There’s surely 1 annoying clown in this Subban-Milbury garbage

There’s surely 1 annoying clown in this Subban-Milbury garbage

OTTAWA — So I wonder who the clown is here: the charismatic player who dances a little jig during a playoff pregame warm-up, or the suit in the general manager’s chair who trades 21-year-old Roberto Luongo in order to select Rick DiPietro first overall in the draft instead of Marian Gaborik or Dany Heatley?

Hint: It is not P.K. Subban, the Spirit of 76, who is one of the handful of charismatic players in the NHL worth the price of admission.

It has been a while since Mike Milbury, the party of the latter part who often can be seen with the floppy shoes and big, red nose on the set of the staid national crew that works NHL games for the NBC networks, has said anything, well, clownish enough to land in this space. Maybe when he defamed the Sedins a few years ago by calling the twins “Thelma and Louise.” Or maybe when he called the 2010 Russian Olympic Team “Eurotrash.”

But this on Friday — when Milbury castigated Subban apparently for not being dialed in enough during a warm-up moment preceding the Predators’ 3-2, Game 2 home defeat to the Blues — is worth mention. Saying that Subban has “been a clown in the past, and we’ve seen him act like a clown” is worthy of dishonorable mention. So too is the fact cohort Keith Jones also expressed his belief that the Nashville defenseman might need to be “reeled in” by coach Peter Laviolette.

This can’t be a generational thing, because if it were, I would be on the other side of it. No, it is more an institutional thing that seems to run through hockey, if not the boardrooms of pro sports, and to the detriment of the fans who pay extraordinary prices to watch the games.

If even one of the customers in Nashville smiled at the sight of Subban doing a little dance with the puck while his teammates were going about the oh-so serious business of skating in circles, stretching or flipping shots at the goalie, then so much the better.


Yes, Ilya Kovalchuk is all but certain to return to the NHL next season, sources confirm, and when he does, it will be via a sign-and-trade out of New Jersey, which still owns his rights. We’re told to expect significant interest in Kovalchuk, who turned 34 this month, from teams that came up a goal-scorer or two shy of competing for the Cup.

A Devils reunion is not on the agenda.


Several well-connected sources report Tampa Bay will use Jonathan Drouin as the bait to attract a top-four defenseman, with Anaheim shaping up as the most likely trade partner.

And over a summer in which at least a half-dozen top-end clubs will be seeking a top-four, Drouin’s availability likely gives the Lightning the pick of the crop.


see also

Rangers block Sabres from talking with Chris Drury


OTTAWA — Chris Drury isn’t going anywhere — for now….

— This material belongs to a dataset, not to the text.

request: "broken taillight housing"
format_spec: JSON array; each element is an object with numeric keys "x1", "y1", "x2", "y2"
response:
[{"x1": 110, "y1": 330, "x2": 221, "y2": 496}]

The Sabres are thinking young and progressively in interviewing Pittsburgh assistant general manager Billy Guerin and in asking for permission (which was denied) to chat with former Sabres and current Rangers assistant GM Chris Drury regarding the vacancy in Buffalo, but I am curious when St. Louis assistant GM Martin Brodeur’s name is going to start entering the mix?


The idiotic playoff format, in which the teams with the two best records in the NHL (Capitals, Penguins) are meeting in the second round, exists for the same reason as does the offside challenge in its all but universally derided form.

That is because Gary Bettman is in favor of it.


If I were a betting man, I would say there is a pretty good chance that Carolina GM Ron Francis had a decent idea he would be able to sign Scott Darling before sending a third-rounder to Chicago for the rights to the impending free-agent goaltender.


Is there any good reason that baseball managers can post the batting order three hours before game time and name the probable starting pitchers for a full series in advance for any series — whether regular season, playoffs or the World Series — but hockey coaches won’t tell you the lineup two hours prior to a postseason game?


If Ottawa, with its thousands of empty seats for Game 1 of Round 2 against the Rangers, were a non-traditional hockey market within the U.S., cries around Canada would be deafening to move the franchise to, say, Quebec.


Finally, if the Rangers and Henrik Lundqvist wind up facing the Oilers and Cam Talbot in the Stanley Cup finals, can we just award the Conn Smythe to Benoit Allaire before the series begins?